He had another exasperating habit that he developed very early in life, and never forgot. When it was manifestly impossible for him to avoid some unpleasant duty by means of argument, he would feign deafness. On occasions I lost my temper and, bending down so that I could lift one of his long ears, would scream my orders at him in the voice of a Valkyrie. But Mutt would simply turn his face toward me with a bland and interrogative look that seemed to say with insufferable mildness, “I’m sorry – did you speak?”

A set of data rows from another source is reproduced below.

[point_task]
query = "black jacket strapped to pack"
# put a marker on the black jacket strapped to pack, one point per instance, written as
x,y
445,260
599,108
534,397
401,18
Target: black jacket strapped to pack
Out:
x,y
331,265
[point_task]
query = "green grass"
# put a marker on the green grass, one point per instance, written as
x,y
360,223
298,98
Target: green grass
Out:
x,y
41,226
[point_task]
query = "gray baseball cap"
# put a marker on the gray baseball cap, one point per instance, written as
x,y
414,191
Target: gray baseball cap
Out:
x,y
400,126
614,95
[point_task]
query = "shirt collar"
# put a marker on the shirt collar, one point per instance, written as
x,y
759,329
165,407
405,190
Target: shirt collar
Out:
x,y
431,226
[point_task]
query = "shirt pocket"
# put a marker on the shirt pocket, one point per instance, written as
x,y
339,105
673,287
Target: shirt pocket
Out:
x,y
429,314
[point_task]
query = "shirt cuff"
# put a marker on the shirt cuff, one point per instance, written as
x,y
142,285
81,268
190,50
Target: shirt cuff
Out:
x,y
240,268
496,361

We could not take really effective steps to cure him of this irritating habit, for it was one he shared with my paternal grandfather, who sometimes visited us. Grandfather was stone deaf to anything that involved effort on his part, yet he could hear, and respond to, the word “whiskey” if it was whispered inside a locked bedroom three floors above the chair in which he habitually sat.
It will be clear by now that Mutt was not an easy dog to live with. Yet the intransigence which made it so difficult to cope with him made it even more difficult – and at times well-nigh impossible – for him to cope with the world in general. His stubbornness marked him out for a tragicomic role throughout his life. But Mutt’s struggles with a perverse fate were not, unfortunately, his alone. He involved those about him, inevitably and often catastrophically, in his confused battle with life.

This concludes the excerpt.